WASHINGTON - "Ukraine continued the process of building a law-based civil society" in 1997, according to the U.S. State Department's annual human rights report released here January 30.

The report, which covers countries that receive U.S. foreign assistance and all countries that are members of the United Nations, noted that instances of human rights violations in Ukraine "remained at the same low level as in 1996."

The 1997 report on Ukraine is very similar in its observations to the 1996 report, which praised and cited many of the same human rights achievements and shortcomings. It also noted, again, that in many cases the shortcomings result from holdover practices and personalities from the Soviet era, the absence of constitutionally mandated enabling legislation and enforcement, as well as the worsening economic situation in Ukraine.

The report cites continuing problems with trial delays and beatings in the unreformed legal and prison systems, and in the army.

Noting progress in ensuring the independence of the judiciary under Ukraine's new Constitution, the report adds that "political interference continues to affect the judicial process."

While no longer criticizing Ukraine for working under a Soviet-style constitution, as it did in previous reports, the State Department report points out that "the efficacy of the 1996 Constitution and the safeguards that it provides for human rights depends on enabling legislation, most of which has not yet been passed."

The report also cites other shortcomings:

· While Jews, the second largest religious minority in Ukraine, "have expanded opportunities to pursue their religious and cultural activities," the report says, anti-Semitism continues "on an individual basis, but is virtually non-existent at the official level."

The State Department report notes that there are freely operating Jewish cultural centers and educational institutions, including several colleges, but at the same time, there are some "ultranationalist Ukrainian groups" that continue to circulate anti-Semitic tracts, and a few local newspapers that publish anti-Semitic diatribes, singling out as in the previous year's report, the Lviv newspaper Za Vilnu Ukrayinu and the Kiev-based Vechirniy Kyiv.

· With some important exceptions, there are "only isolated cases of ethnic discrimination" in Ukraine.

The report notes that some pro-Russian organizations complain about the increased use of Ukrainian in schools and in the media, and that "with the exception of two regions, there is no evidence of serious ethnic tension."

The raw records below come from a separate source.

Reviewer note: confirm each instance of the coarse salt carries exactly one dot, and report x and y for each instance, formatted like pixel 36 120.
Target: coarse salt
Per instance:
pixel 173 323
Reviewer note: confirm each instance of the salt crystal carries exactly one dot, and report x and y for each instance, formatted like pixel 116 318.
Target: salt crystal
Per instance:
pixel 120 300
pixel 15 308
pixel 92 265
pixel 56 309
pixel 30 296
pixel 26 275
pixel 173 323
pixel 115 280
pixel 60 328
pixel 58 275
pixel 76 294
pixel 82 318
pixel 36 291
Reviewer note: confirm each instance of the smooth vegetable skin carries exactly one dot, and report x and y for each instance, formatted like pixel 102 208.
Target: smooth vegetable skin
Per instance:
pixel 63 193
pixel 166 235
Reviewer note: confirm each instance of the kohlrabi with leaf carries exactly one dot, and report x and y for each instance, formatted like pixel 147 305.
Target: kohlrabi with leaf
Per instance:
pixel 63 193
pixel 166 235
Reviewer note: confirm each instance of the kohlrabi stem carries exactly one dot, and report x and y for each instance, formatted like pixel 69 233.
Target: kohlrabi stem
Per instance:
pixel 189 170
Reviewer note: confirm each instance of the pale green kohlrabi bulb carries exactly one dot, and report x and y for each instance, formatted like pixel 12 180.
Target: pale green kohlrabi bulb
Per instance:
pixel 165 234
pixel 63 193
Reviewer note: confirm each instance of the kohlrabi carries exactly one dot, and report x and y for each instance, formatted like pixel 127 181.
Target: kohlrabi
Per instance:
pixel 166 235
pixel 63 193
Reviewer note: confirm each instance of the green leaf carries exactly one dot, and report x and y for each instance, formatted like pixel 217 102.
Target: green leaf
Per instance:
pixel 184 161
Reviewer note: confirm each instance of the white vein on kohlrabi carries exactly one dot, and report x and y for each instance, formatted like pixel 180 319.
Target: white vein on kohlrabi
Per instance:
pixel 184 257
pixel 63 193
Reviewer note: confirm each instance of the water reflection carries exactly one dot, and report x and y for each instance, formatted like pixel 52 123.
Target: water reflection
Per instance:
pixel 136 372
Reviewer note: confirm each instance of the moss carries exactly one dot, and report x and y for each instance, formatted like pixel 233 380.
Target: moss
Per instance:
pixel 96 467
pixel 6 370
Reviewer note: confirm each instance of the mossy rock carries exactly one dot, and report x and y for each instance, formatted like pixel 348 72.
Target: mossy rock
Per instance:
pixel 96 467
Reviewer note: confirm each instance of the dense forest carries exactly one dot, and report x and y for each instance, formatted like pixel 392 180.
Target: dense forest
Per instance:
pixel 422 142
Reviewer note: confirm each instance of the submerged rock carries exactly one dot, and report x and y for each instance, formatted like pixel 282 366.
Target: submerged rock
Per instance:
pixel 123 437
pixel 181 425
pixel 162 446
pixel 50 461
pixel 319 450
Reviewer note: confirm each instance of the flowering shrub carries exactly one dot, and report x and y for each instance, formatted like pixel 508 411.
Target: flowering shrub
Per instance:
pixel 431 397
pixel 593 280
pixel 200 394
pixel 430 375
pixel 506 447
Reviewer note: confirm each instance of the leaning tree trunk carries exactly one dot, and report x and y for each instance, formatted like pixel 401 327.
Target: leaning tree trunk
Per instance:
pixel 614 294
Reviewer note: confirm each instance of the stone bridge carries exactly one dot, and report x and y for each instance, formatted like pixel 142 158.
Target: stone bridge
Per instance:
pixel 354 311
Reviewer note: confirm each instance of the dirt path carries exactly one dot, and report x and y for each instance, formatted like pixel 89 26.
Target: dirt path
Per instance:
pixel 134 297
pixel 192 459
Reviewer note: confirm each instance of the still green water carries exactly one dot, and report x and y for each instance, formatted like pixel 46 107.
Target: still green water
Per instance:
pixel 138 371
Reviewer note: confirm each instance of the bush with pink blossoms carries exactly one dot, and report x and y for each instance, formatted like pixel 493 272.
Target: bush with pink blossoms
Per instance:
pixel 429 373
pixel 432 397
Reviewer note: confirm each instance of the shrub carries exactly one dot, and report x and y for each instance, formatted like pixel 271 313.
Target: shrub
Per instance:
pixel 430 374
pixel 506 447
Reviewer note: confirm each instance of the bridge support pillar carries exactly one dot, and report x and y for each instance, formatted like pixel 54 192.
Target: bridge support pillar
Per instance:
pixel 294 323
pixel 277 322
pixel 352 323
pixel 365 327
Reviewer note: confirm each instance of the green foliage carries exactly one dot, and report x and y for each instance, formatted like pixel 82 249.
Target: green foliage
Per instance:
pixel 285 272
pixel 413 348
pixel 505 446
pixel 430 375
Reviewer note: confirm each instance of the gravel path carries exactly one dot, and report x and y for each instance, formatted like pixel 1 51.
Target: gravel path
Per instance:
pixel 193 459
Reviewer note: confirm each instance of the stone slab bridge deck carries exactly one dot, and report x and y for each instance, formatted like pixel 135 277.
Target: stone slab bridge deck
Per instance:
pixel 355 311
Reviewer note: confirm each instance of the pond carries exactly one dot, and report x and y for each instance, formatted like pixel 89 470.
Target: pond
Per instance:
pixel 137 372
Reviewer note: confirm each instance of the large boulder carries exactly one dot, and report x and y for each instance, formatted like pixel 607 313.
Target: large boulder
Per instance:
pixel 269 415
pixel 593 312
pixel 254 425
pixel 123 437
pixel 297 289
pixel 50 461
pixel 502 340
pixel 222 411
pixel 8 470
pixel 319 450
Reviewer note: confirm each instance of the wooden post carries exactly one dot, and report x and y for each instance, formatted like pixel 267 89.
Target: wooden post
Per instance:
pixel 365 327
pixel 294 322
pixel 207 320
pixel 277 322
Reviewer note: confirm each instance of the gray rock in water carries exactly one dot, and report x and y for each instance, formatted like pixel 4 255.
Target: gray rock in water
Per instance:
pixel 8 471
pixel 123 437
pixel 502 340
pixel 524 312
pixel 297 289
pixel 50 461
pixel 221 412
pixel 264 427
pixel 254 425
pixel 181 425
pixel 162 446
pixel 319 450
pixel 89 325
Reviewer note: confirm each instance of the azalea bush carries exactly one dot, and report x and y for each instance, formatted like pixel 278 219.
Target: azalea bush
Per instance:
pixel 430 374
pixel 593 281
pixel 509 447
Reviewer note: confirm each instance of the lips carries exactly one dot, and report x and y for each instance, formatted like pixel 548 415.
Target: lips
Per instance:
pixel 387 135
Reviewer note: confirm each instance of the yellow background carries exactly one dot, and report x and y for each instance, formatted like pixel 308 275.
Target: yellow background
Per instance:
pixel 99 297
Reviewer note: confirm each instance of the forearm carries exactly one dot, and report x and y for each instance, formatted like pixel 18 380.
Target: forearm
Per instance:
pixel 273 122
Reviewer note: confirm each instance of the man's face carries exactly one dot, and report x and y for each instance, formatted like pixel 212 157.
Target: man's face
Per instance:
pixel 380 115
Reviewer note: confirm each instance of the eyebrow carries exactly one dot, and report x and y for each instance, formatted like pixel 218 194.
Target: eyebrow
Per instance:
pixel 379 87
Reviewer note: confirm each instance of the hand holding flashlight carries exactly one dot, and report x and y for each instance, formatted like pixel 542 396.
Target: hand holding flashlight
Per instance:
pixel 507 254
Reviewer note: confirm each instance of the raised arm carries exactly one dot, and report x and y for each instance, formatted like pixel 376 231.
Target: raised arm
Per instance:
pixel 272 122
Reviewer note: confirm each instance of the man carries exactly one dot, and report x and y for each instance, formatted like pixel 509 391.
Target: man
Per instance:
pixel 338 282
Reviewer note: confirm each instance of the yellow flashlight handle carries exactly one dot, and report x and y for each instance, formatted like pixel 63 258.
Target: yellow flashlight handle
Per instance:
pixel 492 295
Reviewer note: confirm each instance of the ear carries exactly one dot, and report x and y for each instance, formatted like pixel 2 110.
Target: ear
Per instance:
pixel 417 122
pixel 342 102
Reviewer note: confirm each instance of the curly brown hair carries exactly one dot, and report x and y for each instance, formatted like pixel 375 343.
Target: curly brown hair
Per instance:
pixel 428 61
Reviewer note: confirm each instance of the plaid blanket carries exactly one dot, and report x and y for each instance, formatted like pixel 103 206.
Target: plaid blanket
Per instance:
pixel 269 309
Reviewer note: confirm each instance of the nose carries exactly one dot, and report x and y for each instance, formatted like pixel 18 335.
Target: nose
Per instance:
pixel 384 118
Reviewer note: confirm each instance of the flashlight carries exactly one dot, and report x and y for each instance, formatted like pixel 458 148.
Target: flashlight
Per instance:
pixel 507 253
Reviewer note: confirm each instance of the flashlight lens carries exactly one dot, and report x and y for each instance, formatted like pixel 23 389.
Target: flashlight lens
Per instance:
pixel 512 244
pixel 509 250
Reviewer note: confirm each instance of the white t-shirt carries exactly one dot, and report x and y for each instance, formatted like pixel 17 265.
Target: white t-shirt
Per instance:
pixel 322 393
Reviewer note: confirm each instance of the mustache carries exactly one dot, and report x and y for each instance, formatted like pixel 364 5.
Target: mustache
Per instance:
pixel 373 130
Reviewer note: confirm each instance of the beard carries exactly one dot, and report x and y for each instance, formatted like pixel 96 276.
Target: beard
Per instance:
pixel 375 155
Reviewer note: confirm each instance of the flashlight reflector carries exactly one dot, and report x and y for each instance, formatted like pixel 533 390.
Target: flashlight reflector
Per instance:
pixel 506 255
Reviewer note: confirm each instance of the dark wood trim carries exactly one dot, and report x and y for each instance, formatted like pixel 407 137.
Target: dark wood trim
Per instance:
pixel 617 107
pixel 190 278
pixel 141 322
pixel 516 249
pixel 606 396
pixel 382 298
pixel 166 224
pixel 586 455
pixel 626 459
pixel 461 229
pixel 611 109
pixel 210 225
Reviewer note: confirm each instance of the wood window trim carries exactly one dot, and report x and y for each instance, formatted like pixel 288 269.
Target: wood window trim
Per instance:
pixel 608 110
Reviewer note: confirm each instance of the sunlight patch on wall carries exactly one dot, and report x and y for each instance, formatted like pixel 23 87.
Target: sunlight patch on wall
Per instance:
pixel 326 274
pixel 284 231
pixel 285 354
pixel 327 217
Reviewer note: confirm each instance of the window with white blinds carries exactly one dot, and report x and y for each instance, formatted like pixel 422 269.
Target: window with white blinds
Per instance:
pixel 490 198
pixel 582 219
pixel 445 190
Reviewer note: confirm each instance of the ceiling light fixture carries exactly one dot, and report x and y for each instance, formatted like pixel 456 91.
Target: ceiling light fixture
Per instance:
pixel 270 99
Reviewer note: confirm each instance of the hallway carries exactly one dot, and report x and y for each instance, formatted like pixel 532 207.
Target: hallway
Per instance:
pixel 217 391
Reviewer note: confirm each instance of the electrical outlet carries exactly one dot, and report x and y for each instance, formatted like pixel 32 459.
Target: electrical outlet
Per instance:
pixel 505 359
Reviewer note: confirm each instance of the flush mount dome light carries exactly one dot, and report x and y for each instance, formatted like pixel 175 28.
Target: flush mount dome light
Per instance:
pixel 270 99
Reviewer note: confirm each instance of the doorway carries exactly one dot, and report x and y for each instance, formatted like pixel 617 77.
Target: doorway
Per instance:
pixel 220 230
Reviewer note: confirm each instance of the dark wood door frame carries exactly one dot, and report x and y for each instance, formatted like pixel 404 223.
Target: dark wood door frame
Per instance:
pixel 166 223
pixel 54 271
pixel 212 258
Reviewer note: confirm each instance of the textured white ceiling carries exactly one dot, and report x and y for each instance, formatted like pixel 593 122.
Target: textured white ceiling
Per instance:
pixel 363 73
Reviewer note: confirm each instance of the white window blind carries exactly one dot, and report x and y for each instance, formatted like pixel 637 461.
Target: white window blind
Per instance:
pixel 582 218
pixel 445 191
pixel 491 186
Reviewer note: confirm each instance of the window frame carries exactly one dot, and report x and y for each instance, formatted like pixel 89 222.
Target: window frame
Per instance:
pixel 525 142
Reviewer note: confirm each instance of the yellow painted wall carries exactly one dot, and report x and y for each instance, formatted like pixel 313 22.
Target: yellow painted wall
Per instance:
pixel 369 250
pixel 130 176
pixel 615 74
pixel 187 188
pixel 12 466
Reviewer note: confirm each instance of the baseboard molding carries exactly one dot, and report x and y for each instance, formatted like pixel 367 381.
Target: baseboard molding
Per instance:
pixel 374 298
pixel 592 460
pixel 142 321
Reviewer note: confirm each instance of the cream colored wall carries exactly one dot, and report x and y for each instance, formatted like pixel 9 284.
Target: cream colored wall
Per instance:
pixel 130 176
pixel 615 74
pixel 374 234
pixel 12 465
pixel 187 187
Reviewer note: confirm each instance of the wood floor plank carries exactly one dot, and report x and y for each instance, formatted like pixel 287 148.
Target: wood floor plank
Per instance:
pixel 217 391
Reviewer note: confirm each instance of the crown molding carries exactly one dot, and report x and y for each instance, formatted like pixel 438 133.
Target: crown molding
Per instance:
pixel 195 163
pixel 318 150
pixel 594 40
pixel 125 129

In some parts of western Ukraine, small Russian, Jewish and other minority groups "credibly accuse some local Ukrainian ultranationalists of fostering ethnic hatred and printing anti-Semitic tracts," while in Crimea, Ukrainian and Crimean Tatar minorities "credibly complain of discrimination by the Russian majority and demand that Ukrainian and Tatar languages be given equal treatment to Russian."

· Violence persists against women and children, as well as discrimination against women. The number of reported rapes and attempted rapes has increased by 80 percent over recent years. A 1995 poll of 600 women conducted by a women's organization in Kharkiv indicated that 10 to 15 percent had been raped and over 25 percent subjected to physical abuse over the course of their lifetime.

The report notes that women hold 19 of the 450 seats in the Verkhovna Rada, two hold ministerial posts, and two are on the 18-member Constitutional Court.

Ukraine is not singled out for its shortcomings in the introduction to the report, as are some of the 194 countries covered in this year's report: China is listed among the nine countries seen as "repressive"; Afghanistan among the seven listed as "in conflict"; and a few East European and a number of former Soviet states listed among countries "in transition" are cited for eliciting "some concern."

Russia, among them, is cited for taking "a step backward with the passage of a law restricting freedom of religion" and for "not adequately address(ing) pervasive sexual and domestic violence against women."

The human rights report also singles out the worsening situation in Belarus, where President Alyaksandr Lukashenka harassed independent political parties, the media, trade unions, human rights groups, and non-governmental organizations, and forced the Soros Foundation out of the country.

The State Department's annual human rights reports are compiled as required by the Foreign Assistance Act of 1961 and the Trade Act of 1974.